Recently, we discovered that murine LCs specifically undergo cell death following successful activation of antigen-specific naïve CD4+ T cells, which limits their immunogenic potential. We have shown that LC apoptosis depends on the pro-apoptotic Bcl-2 family molecule BID; BID-deficient LCs are resistant to CD4+ T cell-induced death as well as mechanisms of UV radiation-induced tolerance and are highly immunogenic. How such apoptosis-resistant DCs induce enhanced T cell responses, evade induction of regulatory T cell (Treg) development, and how T cells trigger DC death are under investigation. Using engineered LC-deficient mouse strains, we are investigating LCs role in mediating tolerance and in promoting or protecting against skin carcinogenesis.

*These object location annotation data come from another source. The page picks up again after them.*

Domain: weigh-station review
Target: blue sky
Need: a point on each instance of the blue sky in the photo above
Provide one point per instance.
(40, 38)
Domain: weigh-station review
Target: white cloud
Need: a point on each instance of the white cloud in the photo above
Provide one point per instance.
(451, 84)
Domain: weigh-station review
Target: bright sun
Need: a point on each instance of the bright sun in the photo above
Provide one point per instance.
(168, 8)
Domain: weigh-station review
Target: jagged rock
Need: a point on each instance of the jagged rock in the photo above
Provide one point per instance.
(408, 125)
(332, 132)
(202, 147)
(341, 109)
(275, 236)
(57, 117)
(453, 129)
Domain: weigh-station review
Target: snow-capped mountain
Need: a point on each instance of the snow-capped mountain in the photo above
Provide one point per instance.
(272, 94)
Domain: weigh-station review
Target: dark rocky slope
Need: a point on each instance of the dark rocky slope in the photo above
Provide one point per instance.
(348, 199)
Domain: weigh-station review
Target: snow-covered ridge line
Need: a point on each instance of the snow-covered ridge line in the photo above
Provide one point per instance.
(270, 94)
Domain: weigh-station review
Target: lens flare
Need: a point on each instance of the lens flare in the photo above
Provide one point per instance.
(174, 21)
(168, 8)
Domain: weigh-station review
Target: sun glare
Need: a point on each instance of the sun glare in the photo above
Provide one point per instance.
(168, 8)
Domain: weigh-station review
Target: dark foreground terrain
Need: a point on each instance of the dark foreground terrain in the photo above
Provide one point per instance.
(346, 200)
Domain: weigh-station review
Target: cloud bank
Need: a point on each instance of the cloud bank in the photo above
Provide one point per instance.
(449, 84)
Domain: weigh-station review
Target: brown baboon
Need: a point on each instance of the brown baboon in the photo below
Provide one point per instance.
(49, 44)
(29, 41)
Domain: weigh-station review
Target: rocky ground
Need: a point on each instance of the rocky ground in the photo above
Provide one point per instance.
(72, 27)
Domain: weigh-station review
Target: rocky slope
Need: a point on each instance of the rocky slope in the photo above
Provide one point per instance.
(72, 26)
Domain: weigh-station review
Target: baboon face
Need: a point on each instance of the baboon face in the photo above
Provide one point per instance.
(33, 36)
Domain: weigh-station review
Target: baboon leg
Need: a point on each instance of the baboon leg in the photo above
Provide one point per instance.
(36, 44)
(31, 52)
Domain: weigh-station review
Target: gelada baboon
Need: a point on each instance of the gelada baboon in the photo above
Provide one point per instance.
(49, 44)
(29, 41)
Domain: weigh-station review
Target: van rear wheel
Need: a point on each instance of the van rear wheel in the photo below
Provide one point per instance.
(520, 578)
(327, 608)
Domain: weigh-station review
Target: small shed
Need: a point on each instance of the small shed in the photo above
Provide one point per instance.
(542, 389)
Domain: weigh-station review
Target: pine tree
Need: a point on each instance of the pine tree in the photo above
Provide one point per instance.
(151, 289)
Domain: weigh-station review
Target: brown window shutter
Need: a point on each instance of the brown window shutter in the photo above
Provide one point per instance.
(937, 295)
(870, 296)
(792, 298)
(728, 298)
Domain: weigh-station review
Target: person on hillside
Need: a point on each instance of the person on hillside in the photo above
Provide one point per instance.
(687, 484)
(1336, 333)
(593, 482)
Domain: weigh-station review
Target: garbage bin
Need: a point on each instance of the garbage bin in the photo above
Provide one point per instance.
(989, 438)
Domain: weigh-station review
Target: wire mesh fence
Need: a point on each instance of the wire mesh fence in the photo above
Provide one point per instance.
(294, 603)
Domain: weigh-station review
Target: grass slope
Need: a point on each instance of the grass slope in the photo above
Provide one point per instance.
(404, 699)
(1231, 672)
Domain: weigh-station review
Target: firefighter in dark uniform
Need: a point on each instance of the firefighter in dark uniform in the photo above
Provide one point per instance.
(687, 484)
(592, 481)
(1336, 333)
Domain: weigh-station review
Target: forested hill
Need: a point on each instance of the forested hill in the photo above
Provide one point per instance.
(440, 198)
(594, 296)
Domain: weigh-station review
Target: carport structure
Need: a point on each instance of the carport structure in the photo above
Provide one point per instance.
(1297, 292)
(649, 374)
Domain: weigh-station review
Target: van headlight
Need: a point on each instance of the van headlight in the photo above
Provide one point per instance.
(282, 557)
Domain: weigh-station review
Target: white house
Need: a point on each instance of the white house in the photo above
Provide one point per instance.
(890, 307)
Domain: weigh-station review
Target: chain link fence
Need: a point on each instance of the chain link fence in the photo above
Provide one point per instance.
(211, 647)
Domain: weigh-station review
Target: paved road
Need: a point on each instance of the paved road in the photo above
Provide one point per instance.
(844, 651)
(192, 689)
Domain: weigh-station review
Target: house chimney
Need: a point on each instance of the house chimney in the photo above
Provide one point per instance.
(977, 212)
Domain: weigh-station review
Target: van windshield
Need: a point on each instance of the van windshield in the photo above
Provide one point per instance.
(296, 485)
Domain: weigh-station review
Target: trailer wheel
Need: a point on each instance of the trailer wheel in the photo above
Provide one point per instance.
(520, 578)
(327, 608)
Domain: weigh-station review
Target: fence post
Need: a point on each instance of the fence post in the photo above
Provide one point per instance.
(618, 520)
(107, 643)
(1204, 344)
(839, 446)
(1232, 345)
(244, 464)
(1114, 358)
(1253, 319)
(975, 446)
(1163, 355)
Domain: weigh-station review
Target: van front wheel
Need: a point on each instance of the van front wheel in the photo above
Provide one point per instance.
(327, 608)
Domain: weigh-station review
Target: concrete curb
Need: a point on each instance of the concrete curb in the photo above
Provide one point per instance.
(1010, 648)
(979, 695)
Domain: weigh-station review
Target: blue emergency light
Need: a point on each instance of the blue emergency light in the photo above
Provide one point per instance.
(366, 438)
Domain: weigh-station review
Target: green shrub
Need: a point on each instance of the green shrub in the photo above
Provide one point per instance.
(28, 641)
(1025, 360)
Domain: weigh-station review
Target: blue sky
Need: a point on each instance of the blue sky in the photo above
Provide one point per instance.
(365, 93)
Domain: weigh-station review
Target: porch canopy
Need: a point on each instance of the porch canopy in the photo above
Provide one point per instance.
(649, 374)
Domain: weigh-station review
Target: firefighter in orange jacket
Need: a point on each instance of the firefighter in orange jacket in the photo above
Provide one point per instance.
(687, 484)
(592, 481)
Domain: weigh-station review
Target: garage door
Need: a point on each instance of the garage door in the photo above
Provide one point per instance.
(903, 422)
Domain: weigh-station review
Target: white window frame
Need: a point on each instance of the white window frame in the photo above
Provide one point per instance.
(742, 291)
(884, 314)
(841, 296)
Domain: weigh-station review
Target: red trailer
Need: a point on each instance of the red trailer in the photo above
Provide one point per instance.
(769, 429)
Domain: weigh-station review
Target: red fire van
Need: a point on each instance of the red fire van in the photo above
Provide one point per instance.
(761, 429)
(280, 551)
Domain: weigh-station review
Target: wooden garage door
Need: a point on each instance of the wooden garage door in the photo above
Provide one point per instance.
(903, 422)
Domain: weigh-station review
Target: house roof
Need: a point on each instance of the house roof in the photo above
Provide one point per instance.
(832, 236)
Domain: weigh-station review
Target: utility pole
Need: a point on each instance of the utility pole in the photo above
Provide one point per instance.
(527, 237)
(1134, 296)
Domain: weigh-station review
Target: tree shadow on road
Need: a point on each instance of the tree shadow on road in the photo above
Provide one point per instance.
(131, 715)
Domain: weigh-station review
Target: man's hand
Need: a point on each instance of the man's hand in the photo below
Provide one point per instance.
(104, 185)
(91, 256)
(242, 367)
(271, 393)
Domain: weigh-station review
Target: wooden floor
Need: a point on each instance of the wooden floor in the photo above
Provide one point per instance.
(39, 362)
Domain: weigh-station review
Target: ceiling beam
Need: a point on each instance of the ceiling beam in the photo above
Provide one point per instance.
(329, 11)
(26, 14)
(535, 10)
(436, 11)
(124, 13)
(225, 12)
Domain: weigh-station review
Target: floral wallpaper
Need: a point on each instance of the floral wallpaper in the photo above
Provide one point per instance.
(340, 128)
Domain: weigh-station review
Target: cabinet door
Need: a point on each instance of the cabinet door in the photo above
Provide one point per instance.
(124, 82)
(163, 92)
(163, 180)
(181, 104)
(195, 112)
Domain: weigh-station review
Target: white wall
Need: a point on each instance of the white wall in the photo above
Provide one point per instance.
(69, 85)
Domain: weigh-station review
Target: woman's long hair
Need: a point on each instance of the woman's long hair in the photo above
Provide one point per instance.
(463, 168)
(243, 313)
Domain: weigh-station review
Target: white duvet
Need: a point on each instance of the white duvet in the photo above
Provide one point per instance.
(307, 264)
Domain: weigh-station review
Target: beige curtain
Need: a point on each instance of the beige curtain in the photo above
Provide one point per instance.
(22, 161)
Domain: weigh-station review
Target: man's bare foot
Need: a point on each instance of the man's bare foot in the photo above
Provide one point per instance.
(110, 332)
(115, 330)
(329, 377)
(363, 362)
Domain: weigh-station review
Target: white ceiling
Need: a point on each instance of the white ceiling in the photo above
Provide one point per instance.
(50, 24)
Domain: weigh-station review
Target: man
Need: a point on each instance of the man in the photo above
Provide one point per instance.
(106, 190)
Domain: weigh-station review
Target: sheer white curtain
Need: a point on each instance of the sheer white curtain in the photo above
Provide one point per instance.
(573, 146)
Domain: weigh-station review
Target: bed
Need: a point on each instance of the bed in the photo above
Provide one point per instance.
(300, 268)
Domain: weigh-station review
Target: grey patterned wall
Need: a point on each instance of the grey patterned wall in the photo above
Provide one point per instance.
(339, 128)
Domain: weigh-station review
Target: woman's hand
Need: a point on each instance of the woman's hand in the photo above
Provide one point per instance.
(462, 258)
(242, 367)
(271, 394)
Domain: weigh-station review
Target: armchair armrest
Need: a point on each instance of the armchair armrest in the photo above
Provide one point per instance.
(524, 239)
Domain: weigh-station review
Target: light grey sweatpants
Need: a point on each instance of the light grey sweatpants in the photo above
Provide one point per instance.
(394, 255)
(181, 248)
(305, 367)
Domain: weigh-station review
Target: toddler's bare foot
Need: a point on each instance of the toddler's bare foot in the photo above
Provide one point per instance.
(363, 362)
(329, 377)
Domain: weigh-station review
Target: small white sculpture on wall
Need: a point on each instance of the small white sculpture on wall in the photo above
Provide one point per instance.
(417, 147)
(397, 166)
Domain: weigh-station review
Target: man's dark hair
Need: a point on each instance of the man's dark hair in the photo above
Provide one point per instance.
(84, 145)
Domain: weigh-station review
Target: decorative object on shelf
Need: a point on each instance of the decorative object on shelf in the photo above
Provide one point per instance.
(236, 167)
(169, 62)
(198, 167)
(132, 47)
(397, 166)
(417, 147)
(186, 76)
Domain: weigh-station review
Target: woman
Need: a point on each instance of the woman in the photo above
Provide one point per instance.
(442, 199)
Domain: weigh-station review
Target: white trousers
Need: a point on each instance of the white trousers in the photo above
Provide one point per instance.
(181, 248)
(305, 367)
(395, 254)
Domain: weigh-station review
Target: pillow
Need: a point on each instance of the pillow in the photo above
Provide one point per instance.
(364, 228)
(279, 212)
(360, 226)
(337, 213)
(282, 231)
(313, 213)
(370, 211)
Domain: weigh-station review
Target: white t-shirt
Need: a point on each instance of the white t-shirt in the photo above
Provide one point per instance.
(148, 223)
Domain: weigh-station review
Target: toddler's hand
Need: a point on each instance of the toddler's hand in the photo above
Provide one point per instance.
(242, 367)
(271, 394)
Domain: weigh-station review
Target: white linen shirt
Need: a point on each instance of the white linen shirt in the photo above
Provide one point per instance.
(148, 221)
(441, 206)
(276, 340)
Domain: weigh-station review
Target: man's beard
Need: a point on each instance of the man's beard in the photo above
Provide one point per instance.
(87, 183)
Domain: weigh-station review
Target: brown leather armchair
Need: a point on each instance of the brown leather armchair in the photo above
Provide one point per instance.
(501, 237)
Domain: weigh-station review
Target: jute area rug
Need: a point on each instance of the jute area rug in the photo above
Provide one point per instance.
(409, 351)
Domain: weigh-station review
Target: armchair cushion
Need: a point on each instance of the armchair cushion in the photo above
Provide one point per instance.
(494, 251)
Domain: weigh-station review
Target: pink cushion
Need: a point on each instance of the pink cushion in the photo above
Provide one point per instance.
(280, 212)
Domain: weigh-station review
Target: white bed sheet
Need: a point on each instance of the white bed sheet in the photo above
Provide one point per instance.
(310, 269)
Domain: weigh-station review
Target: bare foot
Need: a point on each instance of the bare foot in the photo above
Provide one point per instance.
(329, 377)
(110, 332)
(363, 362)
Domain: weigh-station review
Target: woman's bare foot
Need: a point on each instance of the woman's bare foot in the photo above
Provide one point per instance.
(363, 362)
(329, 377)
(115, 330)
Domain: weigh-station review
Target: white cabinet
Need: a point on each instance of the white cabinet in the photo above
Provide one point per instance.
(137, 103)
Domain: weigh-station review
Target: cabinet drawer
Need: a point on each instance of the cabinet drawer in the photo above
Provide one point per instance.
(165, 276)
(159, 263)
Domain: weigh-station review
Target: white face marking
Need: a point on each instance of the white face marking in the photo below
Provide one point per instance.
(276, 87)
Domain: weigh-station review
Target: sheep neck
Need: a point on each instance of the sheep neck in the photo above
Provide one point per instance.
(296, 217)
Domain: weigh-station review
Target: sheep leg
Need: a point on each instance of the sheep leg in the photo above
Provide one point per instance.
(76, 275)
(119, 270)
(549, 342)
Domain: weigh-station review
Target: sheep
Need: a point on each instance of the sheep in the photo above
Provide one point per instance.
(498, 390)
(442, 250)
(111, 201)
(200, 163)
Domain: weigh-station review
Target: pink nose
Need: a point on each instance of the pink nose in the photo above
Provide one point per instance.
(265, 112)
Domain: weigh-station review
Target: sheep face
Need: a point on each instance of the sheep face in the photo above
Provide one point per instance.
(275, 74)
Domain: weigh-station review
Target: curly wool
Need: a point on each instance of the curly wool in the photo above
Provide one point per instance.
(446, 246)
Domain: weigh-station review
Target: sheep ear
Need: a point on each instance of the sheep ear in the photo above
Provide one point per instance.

We have genetically engineered DCs and DNA-based “epitope-focused” vaccines to test whether we can bolster immune surveillance effectors that can block carcinogen-induced tumors at early stages. These engineered vaccines can induce antigen-specific immunity to a single point mutation, which boosts immune-surveillance and partially prevents the formation of carcinogen-induced skin tumors. These results have encouraged us to develop humanized vaccines to test in translational studies in a select group of high-risk patient populations (in collaboration with Dr. C.A. Elmets).

A relatively new area of research is in defining molecular mechanisms that drive cell transformation. We are developing new murine models of spontaneous melanoma with the aim of elucidating the role of immune-modulatory factors in regulating melanoma initiation and progression, and to identify oncogene mutations that may model human melanoma and test their potential as protective epitope-focused vaccines. In other studies, we have found that a novel pro-survival isoform of the pro-apoptotic molecule BID is associated with repair functions in cycling keratinocytes damaged by UV radiation. The opposing functions, defined by differential post-translational modifications of BID, are reminiscent of modifications that regulate p53, the “master regulator” of cell fate. We are working with Dr. M. Athar to explore potential cooperative mechanisms that may exist between BID and p53, with the hope of defining interdependencies that might be exploited for treating or inhibiting cancer initiation, growth and/or progression.


Nabiha Yusuf, PhD Our laboratory is involved in evaluating the effect of environmental influences such as chemical carcinogens and ultraviolet radiation on the skin immune system. The focus of our research is on the role of innate immunity in the development of skin carcinogenesis. Toll-like receptors (TLRs), one component of innate immunity, are intricately associated with a number of dermatologic conditions. We have found that the innate immune system mediates through Toll like receptor-4 (TLR4) signaling to activate the cell mediated adaptive immune response against chemically induced tumors. TLR4 signaling had a protective effect against 7,12-dimethylbenz(a)anthracene (DMBA) induced skin cancer in certain strains of mice which develop cell mediated immune response to this chemical carcinogen. We are currently in the process of evaluating the role of innate immune system in ultraviolet B (UVB) radiation induced skin cancer. The mechanisms by which UVB radiation influences cell-mediated immune responses have been the subject of extensive investigation.  However, there is little information on the role of innate immunity in this process. Our recent experiments suggest that certain components of innate immunity, especially TLR4, may play an important role in photoimmunosuppression. Currently, we are investigating whether the resistance of TLR4 gene knockout mice to UVB-induced immunosuppression has implications for photocarcinogenesis.  The ultimate goal of these studies will be to define the role of TLR4 in the development of immune suppression and tumor development that occurs following UV radiation.  This may allow us to identify genetic loci that are involved in these processes and to develop immunopreventive and immunotherapeutic approaches towards them.